Il dominio delle Serie TV: il telespettatore tra catarsi e sublimazione dei sentimenti.

Il dominio delle Serie TV: il telespettatore tra catarsi e sublimazione dei sentimenti.

Diario di un emblematico viaggio, dal 1937 a oggi, tra “soap opera, telenovelas e fiction.

A qualunque ora accendiamo il televisore la programmazione dei vari canali ci propone serie TV sia sui canali cosiddetti in chiaro, sia su quelli a pagamento: secondo le leggi del mercato, se ce le offrono, verosimilmente, significa che noi, anche se inconsapevolmente, li richiediamo.

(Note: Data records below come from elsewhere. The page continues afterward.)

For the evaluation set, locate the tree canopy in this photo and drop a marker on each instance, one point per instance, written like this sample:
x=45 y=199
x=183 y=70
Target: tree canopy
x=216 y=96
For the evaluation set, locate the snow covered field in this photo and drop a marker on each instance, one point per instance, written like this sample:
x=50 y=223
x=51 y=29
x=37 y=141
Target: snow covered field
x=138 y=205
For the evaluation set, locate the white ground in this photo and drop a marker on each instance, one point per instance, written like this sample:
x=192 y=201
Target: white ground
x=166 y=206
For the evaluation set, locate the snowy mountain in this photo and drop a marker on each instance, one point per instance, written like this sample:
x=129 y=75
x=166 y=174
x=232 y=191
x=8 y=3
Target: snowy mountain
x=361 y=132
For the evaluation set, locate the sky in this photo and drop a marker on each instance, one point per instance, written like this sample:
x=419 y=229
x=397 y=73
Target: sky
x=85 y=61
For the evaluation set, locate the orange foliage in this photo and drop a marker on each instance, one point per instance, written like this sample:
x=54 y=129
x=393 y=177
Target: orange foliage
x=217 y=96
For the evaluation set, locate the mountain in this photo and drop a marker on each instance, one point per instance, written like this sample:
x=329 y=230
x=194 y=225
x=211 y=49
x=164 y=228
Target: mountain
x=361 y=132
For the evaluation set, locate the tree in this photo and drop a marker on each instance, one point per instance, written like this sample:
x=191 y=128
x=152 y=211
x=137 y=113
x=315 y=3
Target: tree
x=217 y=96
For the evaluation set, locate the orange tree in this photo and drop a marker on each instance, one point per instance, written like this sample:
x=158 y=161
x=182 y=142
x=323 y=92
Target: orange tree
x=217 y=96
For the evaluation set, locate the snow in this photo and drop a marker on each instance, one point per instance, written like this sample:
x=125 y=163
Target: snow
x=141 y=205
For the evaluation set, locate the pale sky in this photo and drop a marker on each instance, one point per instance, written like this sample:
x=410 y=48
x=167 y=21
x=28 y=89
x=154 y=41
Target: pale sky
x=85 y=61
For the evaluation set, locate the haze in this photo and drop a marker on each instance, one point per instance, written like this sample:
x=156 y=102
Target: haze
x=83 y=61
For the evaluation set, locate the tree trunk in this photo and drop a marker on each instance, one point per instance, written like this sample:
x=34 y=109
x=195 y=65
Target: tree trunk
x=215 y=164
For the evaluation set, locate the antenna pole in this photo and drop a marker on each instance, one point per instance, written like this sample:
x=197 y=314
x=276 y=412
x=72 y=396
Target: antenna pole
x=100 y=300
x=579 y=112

Sembra quasi che lo spettatore medio non prediliga più il film, con la sua compiutezza intrinseca della storia ma, piuttosto, uno scorrere degli eventi diluito nel tempo, che diventa un appuntamento con la vita e le vicende dei personaggi.

In realtà l’evoluzione dell’interesse dello spettatore verso tali tipologie di programmi parte da molto lontano; addirittura potremmo farla risalire al 1937 quando una nota società, la Procter & Gable, diede il via allo sceneggiato radiofonico a puntate “The Guiding Lights” che successivamente si trasformò in una vera e propria serie televisiva  il cui titolo italiano era  “Sentieri”: “Sentieri” è andato in onda negli Stati Uniti fino al 2009 e in Italia dal 1982 al 2012.

Oltre a “Sentieri” abbiamo avuto “Dallas”, e poi “Beautiful”, tutte produzioni identificate col nome di “soap opera”, ovvero “opere saponetta”, probabilmente perché agli esordi reclamizzavano, all’interno delle riprese, prodotti per l’igiene e saponi o perché erano inizialmente destinate essenzialmente alle donne.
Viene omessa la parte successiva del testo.